04 July 2019 17:53
In this weeks featured Autosport Plus article, Gary Anderson looks into what made the Austrian Grand Prix so exciting.
What a difference a week makes. After the French Grand Prix a week ago, I described the race as "a bit of a non-event on a track that is about as interesting as driving across the Sahara Desert". The Austrian Grand Prix could not have been more different.
The cars were largely the same thanks to the one-week gap, as it didn't allow much time for major developments. Yet the Austrian race, with the same ingredients in terms of teams, drivers and machinery, turned into one of the best for a long time.
There are a few reasons for this. The Red Bull Ring is a circuit that punishes drivers for their mistakes, there are elevation changes into, through and out of most corners and, more importantly, it didn't play to the strengths of the Mercedes.
On top of that, Mercedes did not have adequate cooling capacity for the abnormally high temperatures, with both drivers asked to lift and coast for 400m each lap of the race.
The elevation changes mean that the fastest racing line is not necessarily just the largest corner radius. It allows, and actually forces, the drivers to find the line that suits their car set-up best.
As an example, the last corner on entry is downhill but then it goes into a compression. You have to believe in the extra grip that the compression gives, and you must have the car heading in the right direction when you drive into it.

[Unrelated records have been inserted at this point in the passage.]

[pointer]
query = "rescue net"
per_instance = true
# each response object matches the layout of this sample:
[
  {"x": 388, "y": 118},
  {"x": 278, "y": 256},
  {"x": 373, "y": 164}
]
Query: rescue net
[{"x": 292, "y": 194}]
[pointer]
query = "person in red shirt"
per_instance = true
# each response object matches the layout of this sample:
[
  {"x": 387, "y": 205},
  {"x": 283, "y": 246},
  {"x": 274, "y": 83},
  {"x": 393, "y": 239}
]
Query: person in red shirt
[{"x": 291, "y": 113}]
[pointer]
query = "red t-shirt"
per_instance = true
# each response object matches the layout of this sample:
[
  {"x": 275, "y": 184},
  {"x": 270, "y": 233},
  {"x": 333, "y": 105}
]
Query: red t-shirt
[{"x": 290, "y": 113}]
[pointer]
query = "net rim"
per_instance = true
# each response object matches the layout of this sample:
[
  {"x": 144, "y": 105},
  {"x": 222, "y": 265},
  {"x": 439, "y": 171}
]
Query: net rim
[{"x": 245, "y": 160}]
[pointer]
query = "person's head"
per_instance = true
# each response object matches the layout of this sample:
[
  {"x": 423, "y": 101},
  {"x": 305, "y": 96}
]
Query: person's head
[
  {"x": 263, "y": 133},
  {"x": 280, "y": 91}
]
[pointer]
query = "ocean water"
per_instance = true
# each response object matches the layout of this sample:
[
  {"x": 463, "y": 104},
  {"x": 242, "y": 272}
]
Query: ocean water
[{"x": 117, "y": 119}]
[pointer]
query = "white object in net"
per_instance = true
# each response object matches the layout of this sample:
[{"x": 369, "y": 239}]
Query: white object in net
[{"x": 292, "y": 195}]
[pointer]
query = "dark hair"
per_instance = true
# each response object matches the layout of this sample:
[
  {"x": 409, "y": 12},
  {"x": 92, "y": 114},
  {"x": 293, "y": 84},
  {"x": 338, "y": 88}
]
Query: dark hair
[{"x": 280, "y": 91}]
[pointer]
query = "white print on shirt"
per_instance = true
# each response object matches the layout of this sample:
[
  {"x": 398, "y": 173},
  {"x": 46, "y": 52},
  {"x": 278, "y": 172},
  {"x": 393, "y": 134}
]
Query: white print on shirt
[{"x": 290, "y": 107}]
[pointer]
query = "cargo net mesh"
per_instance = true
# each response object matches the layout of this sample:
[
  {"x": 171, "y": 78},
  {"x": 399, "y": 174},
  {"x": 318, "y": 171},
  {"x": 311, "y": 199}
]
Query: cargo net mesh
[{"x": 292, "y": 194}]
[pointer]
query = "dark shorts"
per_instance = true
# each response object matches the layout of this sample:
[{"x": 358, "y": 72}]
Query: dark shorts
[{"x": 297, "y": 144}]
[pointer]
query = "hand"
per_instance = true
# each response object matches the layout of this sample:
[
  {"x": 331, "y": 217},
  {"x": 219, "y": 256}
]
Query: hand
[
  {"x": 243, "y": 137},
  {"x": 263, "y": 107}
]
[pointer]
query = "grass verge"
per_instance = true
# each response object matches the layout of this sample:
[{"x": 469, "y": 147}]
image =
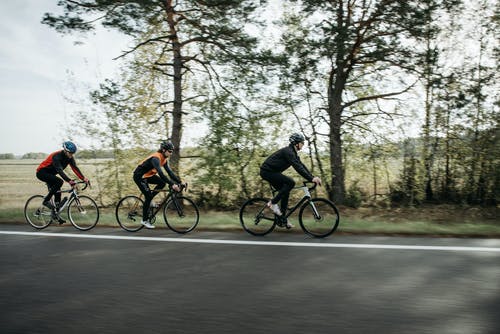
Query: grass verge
[{"x": 220, "y": 221}]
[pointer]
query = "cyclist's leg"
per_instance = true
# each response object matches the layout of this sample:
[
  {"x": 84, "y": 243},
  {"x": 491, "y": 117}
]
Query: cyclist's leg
[
  {"x": 144, "y": 188},
  {"x": 54, "y": 184}
]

Turns 1 and 3 are uphill braking zones. Turn 4 is downhill braking and Turn 9 is blind on entry as you come over the crest, so it means the drivers have a bigger input than normal. Also, the car's mechanical set-up needs to be more compliant to allow greater tyre contact through the varying cambers on the track surface.

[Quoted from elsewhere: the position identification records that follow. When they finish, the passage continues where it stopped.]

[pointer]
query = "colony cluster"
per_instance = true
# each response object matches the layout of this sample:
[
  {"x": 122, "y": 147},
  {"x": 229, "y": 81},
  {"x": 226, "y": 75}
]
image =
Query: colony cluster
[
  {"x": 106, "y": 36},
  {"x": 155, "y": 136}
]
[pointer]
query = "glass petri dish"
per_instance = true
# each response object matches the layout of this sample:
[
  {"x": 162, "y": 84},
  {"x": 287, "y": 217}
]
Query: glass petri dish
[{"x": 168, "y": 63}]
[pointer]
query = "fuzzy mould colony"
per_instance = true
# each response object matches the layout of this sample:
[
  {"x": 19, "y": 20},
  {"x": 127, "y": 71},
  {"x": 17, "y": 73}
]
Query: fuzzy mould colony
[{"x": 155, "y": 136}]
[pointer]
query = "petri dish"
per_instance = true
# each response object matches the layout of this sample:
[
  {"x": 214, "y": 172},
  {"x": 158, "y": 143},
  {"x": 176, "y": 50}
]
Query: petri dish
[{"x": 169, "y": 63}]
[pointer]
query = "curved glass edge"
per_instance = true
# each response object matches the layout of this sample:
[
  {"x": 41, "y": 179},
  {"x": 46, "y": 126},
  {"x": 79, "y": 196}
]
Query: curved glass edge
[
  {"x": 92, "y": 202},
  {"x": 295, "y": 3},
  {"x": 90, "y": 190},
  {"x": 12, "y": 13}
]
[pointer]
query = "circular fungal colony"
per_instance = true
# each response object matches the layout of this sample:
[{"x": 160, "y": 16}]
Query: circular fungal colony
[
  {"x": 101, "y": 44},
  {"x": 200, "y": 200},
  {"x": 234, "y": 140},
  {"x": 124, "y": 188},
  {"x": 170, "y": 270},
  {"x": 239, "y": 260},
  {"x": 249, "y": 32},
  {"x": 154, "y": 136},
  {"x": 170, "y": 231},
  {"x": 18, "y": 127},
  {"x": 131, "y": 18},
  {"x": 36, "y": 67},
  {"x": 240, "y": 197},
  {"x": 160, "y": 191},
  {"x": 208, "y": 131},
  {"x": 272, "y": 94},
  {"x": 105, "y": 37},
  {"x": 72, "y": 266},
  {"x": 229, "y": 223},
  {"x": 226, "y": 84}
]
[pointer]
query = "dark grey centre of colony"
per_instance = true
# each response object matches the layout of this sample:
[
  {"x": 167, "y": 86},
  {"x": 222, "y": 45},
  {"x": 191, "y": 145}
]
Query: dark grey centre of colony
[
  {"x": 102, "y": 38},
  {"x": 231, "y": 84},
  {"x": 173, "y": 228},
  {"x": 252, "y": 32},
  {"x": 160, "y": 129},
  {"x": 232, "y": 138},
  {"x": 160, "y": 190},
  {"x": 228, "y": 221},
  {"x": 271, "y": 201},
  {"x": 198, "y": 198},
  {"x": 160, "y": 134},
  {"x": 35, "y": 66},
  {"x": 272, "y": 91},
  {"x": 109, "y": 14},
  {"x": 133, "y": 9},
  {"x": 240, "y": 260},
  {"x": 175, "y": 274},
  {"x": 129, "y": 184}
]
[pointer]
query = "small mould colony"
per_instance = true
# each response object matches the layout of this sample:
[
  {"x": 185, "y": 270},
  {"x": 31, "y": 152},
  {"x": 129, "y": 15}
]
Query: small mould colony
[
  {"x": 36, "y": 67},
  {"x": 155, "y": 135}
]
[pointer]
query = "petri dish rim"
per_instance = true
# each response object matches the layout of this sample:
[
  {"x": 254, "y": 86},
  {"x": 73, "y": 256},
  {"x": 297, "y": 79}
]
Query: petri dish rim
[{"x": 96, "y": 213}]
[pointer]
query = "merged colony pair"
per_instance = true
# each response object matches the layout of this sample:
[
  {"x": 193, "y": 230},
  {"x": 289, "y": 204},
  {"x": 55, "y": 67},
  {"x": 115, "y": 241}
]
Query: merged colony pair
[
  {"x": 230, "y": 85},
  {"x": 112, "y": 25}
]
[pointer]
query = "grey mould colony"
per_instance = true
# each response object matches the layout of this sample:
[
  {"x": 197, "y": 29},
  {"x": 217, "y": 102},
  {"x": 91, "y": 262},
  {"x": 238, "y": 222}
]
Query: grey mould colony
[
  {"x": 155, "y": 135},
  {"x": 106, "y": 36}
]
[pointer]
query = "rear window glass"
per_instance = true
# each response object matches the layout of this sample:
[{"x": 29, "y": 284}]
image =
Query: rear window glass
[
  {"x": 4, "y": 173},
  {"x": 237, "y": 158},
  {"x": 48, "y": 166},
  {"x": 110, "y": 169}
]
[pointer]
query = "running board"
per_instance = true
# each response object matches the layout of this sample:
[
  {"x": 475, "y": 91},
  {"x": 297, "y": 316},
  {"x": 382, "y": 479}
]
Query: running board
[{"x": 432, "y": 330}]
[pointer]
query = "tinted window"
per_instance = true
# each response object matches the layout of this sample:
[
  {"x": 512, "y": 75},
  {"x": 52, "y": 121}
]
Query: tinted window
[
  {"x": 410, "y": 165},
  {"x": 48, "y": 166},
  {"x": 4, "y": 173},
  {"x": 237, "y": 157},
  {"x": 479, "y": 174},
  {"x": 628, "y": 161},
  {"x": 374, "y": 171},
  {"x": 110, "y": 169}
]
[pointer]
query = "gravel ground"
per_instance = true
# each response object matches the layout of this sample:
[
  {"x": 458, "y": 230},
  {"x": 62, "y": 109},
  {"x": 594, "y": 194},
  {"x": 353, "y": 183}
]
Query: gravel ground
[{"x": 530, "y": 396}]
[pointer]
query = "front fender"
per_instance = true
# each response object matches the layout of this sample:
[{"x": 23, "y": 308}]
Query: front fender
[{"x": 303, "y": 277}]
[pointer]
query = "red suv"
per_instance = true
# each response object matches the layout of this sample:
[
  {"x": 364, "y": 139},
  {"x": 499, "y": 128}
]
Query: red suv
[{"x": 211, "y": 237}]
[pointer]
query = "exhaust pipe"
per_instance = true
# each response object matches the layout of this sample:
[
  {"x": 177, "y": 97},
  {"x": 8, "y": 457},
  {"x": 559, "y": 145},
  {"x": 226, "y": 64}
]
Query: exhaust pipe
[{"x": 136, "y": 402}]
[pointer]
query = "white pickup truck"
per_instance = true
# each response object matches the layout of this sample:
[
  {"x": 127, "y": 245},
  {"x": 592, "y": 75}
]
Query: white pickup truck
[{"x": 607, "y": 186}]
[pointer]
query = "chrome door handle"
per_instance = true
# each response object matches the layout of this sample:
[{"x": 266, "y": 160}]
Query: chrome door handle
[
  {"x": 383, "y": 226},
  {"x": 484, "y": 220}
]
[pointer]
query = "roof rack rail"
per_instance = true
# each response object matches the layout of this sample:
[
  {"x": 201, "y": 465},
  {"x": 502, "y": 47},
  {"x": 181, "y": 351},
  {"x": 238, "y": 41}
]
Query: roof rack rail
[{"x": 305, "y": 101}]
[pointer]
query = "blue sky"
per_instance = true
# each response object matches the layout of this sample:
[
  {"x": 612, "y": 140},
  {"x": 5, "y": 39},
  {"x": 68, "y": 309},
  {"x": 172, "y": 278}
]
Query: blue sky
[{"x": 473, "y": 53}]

I have heard far too often that the Mercedes is faster around the corners and that the Ferrari is faster on the straights - to the extent that Mercedes seems to be saying it so often that it's possibly questioning the legality of why and how Ferrari can achieve this.
What the team needs to remember is that when the hybrid engine rules first came into play in 2014, the Mercedes was so much faster than everyone else. Straightline speed versus downforce - and hence drag - will always be a compromise and it is circuit dependent. Ferrari may have found a magic bullet, but I don't think so.
The simple answer is Mercedes got it wrong and this race was simply an interlude in its dominance, and a chance for a glimpse of what a three-team battle for the championship would look like. But - spoiler alert - we shouldn't expect this to happen too often. As Aristotle once said, 'one swallow does not a summer make'.